Hélas, la vérité ne pas tarder à éclater au grand jour... James Cole n'est pas un affabulateur. Encore une fois, il n'est qu'un cobaye et un instrument destiné à servir les ambitions de scientifiques guidés par l'imprudence et une certaine autosatisfaction. Quant à la conclusion finale, elle vient confirmer les dynamiques complexes et ineffables de la boucle temporelle.
Le rêve récurrent de James Cole, qui se déroule dans un aéroport, n'est pas seulement une réminiscence onirique, mais bel et bien une réalité imperceptible. Tout en s'inspirant de La Jetée, Terry Gilliam parvient néanmoins à réaliser une version très différente de son modèle. Le style de Gilliam, plus tempéré qu'à l'accoutumée, est immédiatement identifiable.

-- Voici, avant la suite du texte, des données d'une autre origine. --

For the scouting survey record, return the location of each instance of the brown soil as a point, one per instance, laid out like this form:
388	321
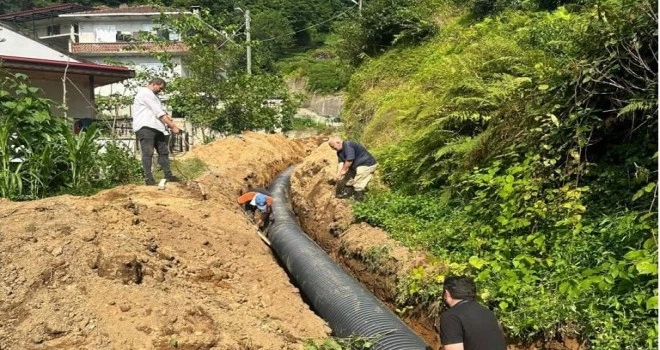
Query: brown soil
139	268
329	221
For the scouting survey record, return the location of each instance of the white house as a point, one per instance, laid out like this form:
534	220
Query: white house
115	34
62	77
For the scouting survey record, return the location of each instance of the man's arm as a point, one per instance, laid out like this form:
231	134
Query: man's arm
349	158
344	169
170	124
451	332
245	198
155	106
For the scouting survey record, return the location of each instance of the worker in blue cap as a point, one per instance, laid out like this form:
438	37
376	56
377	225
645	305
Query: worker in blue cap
259	204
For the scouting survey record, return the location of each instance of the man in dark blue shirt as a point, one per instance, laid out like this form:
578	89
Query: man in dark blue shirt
467	325
355	161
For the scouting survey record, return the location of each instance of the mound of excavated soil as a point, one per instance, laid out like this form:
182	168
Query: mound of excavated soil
139	268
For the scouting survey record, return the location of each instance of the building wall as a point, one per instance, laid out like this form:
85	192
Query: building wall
15	44
104	31
79	98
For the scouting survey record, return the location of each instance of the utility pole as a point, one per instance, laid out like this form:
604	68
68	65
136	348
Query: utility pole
247	39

Dans L'Armée des 12 singes, chaque détail compte. Chaque rebondissement, même mineur, a une incidence sur le passé, le présent et l'avenir, totalement confondus. En vérité, il est difficile de comparer La Jetée à L'Armée des 12 Singes. En l'état, Terry Gilliam signe un remake de grande qualité, parfois assez nébuleux, mais qui continue de tarauder le spectateur longtemps après son visionnage. Bref, ce remake ou plutôt cette nouvelle version a bien mérité son statut de film culte.